D’un côté, l’Etat Chinois bénéficie de la hausse des prix de l’immobilier – via les ventes de terrain – mais de l’autre, l’éclatement de la bulle immobilière serait désastreuse sur l’économie du pays et sur le pouvoir du parti communiste – le consensus social veut que l’Etat apporte au moins 8% de croissance par an, minimum nécessaire pour créer des emplois en nombre suffisants.

La situation immobilière est un peu comme l’automobile en chine. D’un côté, il faut que les Chinois achètent des voitures pour assurer de la croissance économique, mais de l’autre, le gouvernement souhaite éviter au maximum que les gens utilisent leur voiture car cela pose des problèmes de pollution, d’où un système étonnant comme à Beijing de quotas+loterie pour avoir le droit d’acheter une voiture + interdiction de rouler un jour par semaine + taxe énorme à l’achat d’un véhicule… Les paradoxes d’une économie à la croissance débridée ne manquent pas.

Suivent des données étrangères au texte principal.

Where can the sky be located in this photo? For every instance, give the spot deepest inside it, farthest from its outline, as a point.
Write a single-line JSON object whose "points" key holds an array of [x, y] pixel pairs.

Objectif : moins de croissance

Quand les pays développés ne rêvent que d’augmenter leur taux de croissance, c’est le contraire en Chine. Les années de croissance forte (jusque 2008, jusque 12% par an) a entraîné des bulles (immobilières…) qui se sont accentuées depuis, car pour éviter la crise, l’Etat Chinois a dépensé 586 milliards de dollars en plan de relance… principalement investis dans l’immobilier, augmentant encore la spéculation…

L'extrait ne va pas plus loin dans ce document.